В этот-то дом, на углу бульвара и возле батареи, прошел я теперь, спустя более десяти лет после былого очарования; папа – по какому-то делу и, если не ошибаюсь, некоторым начальником, а я отчасти по его указанию (меня хотел видеть инженер, живший в нем, наш старый знакомый, фамилии которого я никак не могу вспомнить), отчасти и по своей воле: мне хотелось возобновить впечатления детства. Там нас ждал радушный прием, а меня, кроме того, – и глубокое разочарование. Вместо бесконечных анфилад огромных зал, украшенных со всею возможною роскошью, я попал в самую обыкновенную, приличную, но небольшую квартиру с самой обыкновенной обстановкой. Батарея, представлявшаяся мне горным хребтом, оказалась невысокою земляною насыпью. Ничего ни сказочно-изящного, ни сказочно-таинственного. Как бывает в снах, этот дом представлялся мне рембрандтовской картиной, где освещенные плоскости переднего плана кажутся выступающими из бесконечной, неисследимо таинственной тени, скрывающей в себе бесчисленные тайны.
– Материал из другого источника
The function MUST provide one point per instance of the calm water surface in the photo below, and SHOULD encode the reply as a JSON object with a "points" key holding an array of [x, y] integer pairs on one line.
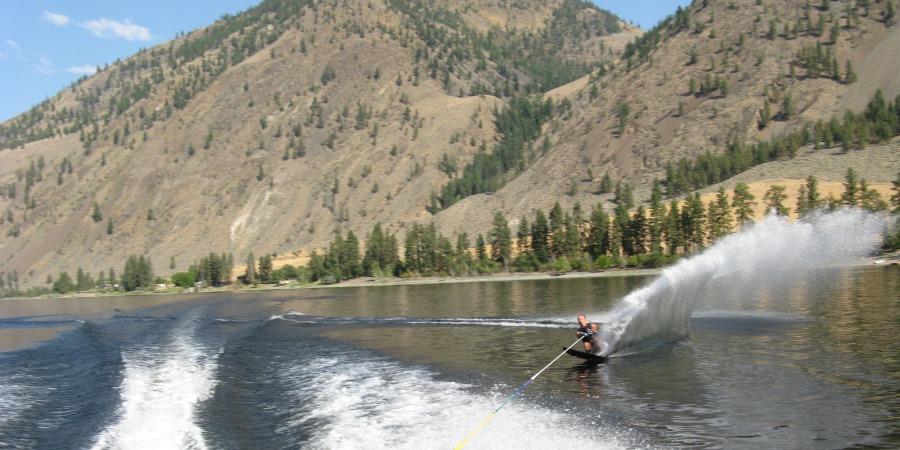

Но случилось то же, что случается при дальнейшем ознакомлении с Рембрандтами: зовущая тень оказывается обманом, покиванием на тайну и, при попытке углубиться в нее, вместо бесконечности мы тут же, через аршин или два, наталкиваемся на забор или стену. Так и таинственные многоточия, которыми обрывалась доступная мне часть дома, сказались рембрандтовскими тенями, содержащими не более коридоров и людской. Мне было неприятно видеть это прибежище поэзии опустелым и облезшим. Я постарался уйти из него поскорее, несмотря на приглашение радушного хозяина, и не пошел уже туда вторично.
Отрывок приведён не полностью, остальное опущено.